The move forces the government to shut down as from Saturday as current spending measures expired on Friday midnight. The shutdown begins on the first anniversary of Donald Trump's inauguration as president, a political blow to the Republican president.

Outlook uncertain

The initial impact of a shutdown may be muted, because most of the federal agencies are closed on the weekend.

White House Office of Management and Budget Director (OMB) Mick Mulvaney said at a press briefing on Friday that government employees, including those dealing with public safety and national security, will keep working but without pay.

After the Senate failed to pass the four-week short-term spending bill, Senate Majority Leader Mitch McConnell proposed to vote on a three-week bill that would fund the government through Feb. 8 in order to halt the shutdown.

It is still uncertain whether the proposal could draw enough votes to help the government resume operations.

The last government shutdown occurred in 2013 when Republican lawmakers unsuccessfully tried to defund the Affordable Care Act.

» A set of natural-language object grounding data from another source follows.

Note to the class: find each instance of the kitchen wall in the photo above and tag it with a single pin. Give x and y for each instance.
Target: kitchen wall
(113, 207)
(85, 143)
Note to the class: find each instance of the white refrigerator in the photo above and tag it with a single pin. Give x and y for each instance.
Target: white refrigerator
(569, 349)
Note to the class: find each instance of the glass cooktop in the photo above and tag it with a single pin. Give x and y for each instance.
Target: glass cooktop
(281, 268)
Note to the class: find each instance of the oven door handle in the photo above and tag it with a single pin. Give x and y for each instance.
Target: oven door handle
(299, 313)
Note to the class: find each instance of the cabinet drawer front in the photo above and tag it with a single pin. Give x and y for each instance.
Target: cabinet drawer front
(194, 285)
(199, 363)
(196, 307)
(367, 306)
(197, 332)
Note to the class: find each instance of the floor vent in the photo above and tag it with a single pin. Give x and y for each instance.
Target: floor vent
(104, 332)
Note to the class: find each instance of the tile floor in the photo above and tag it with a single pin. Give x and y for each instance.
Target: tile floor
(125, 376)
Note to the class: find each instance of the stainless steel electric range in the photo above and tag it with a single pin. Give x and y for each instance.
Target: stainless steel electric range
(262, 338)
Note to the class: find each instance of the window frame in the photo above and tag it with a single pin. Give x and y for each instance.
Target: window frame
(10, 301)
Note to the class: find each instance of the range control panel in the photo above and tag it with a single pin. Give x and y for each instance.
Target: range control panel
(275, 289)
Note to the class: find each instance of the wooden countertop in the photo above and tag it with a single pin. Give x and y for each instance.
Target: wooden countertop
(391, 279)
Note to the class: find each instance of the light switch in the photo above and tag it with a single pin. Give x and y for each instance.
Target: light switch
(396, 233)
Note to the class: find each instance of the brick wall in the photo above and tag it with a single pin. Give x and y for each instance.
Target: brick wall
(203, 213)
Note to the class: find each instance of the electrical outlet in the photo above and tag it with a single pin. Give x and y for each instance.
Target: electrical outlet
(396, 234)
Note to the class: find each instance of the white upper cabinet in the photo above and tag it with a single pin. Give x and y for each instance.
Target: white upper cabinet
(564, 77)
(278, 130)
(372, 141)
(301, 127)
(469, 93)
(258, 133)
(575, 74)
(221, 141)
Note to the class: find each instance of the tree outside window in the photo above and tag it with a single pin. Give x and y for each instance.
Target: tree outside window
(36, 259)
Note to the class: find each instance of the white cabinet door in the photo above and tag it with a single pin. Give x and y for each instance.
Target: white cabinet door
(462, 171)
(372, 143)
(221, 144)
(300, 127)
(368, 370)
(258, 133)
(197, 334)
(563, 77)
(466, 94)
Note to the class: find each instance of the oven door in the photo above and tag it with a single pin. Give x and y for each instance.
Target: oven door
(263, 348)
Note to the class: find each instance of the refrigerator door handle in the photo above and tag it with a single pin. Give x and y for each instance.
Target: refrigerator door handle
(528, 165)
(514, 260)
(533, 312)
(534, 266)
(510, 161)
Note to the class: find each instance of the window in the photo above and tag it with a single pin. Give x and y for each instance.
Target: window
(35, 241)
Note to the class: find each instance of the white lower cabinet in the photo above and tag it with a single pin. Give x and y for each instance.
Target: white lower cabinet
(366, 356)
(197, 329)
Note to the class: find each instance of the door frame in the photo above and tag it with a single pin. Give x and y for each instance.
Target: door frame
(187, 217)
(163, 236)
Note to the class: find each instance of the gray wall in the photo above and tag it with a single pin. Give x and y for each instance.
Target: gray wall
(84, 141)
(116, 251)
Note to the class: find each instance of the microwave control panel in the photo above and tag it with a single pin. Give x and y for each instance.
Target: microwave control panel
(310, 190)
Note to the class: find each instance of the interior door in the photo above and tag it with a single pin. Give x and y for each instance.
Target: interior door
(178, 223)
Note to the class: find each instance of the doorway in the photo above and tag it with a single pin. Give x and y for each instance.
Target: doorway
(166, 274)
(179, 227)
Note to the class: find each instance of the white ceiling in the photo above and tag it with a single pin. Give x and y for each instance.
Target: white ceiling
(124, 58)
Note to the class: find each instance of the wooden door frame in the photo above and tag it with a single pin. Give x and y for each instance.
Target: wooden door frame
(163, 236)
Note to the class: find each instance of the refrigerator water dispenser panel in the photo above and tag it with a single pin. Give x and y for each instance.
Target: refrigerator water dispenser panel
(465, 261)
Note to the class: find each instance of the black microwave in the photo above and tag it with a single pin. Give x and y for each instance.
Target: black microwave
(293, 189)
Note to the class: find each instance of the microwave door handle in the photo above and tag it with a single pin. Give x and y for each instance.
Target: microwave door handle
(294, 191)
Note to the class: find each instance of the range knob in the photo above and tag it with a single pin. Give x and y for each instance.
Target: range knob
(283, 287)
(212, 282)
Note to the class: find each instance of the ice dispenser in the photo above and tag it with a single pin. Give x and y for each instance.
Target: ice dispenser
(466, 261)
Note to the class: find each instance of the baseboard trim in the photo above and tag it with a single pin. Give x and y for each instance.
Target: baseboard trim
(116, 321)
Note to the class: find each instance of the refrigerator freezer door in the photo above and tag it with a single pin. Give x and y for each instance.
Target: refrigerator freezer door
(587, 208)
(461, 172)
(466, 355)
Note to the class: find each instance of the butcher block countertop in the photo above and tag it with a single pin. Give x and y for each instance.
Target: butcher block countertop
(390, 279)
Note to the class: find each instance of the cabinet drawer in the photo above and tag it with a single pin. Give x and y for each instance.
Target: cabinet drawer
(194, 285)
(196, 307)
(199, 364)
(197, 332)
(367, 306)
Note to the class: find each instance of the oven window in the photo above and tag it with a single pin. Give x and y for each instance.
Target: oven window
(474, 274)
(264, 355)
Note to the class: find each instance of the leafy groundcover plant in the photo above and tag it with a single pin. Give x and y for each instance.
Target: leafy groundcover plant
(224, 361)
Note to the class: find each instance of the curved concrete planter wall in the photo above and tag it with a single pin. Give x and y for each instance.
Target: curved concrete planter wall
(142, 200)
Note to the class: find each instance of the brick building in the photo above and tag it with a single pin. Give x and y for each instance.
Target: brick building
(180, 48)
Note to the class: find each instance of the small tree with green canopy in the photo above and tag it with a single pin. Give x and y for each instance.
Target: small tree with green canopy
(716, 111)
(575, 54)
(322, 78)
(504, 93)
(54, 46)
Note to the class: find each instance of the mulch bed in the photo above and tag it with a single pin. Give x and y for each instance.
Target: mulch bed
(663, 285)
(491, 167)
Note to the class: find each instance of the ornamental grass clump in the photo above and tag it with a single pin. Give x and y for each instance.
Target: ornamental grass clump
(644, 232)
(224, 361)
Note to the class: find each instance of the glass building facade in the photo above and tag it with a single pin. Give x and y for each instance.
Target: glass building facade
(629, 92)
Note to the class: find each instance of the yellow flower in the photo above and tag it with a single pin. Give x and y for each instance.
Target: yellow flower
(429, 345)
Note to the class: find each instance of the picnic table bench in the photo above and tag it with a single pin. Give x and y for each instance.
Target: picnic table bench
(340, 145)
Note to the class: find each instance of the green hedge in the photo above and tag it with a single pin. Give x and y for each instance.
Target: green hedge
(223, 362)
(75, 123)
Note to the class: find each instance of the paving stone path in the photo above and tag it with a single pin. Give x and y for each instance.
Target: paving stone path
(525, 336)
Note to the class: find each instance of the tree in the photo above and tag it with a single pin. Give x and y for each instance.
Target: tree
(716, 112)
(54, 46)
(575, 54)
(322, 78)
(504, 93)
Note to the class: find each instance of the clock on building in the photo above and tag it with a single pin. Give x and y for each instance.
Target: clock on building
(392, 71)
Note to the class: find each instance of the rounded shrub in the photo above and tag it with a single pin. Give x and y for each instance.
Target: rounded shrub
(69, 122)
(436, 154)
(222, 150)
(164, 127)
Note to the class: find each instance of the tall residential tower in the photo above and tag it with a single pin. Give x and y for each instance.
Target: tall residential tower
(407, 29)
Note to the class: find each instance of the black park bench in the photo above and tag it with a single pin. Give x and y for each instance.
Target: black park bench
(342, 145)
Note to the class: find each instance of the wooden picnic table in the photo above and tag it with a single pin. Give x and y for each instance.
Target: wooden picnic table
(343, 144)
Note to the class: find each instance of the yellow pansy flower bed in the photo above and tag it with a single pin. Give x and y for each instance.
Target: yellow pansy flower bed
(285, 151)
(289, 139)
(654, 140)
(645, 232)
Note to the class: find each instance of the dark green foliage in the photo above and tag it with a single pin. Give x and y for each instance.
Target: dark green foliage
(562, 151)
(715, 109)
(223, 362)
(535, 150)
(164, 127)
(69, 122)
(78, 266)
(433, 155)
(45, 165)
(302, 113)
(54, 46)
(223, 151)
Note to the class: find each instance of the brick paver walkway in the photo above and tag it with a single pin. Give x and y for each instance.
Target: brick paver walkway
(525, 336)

It lasted more than two weeks and led to more than 800,000 government employees receiving temporary unpaid leave.

Economic impact likely limited

"Partial federal government shutdowns have occurred in the past and this shutdown does not have a direct impact on the sovereign's 'AAA' /Stable rating," Fitch said in a statement on Friday.

As one of the top three world ratings agencies, Fitch said that if the the stabilization of the U.S. budget policy making and the brinkmanship continue over the federal debt limit debate in February, it could hurt the country's sovereign creditworthiness.

According to estimates by Goldman Sachs, each week of the shutdown would reduce gross domestic product (GDP) growth in the first quarter by 0.2 percentage point, while shutdowns tend to have modest effects on financial markets, as experience shows.

"With the debt limit deadline farther away, we would expect a muted initial reaction in financial markets to a shutdown," said Goldman Sachs.

Mark Zandi, chief economist of Moody's Analytics, told local media that the good news is that business and consumer confidence is much stronger today than it was during the 2013 shutdown, but he pointed out that there could be less confidence due to the shutdown.

The economist also warned that if the lawmakers and the White House continue to play brinkmanship with the debt limit, the economy would face a problem.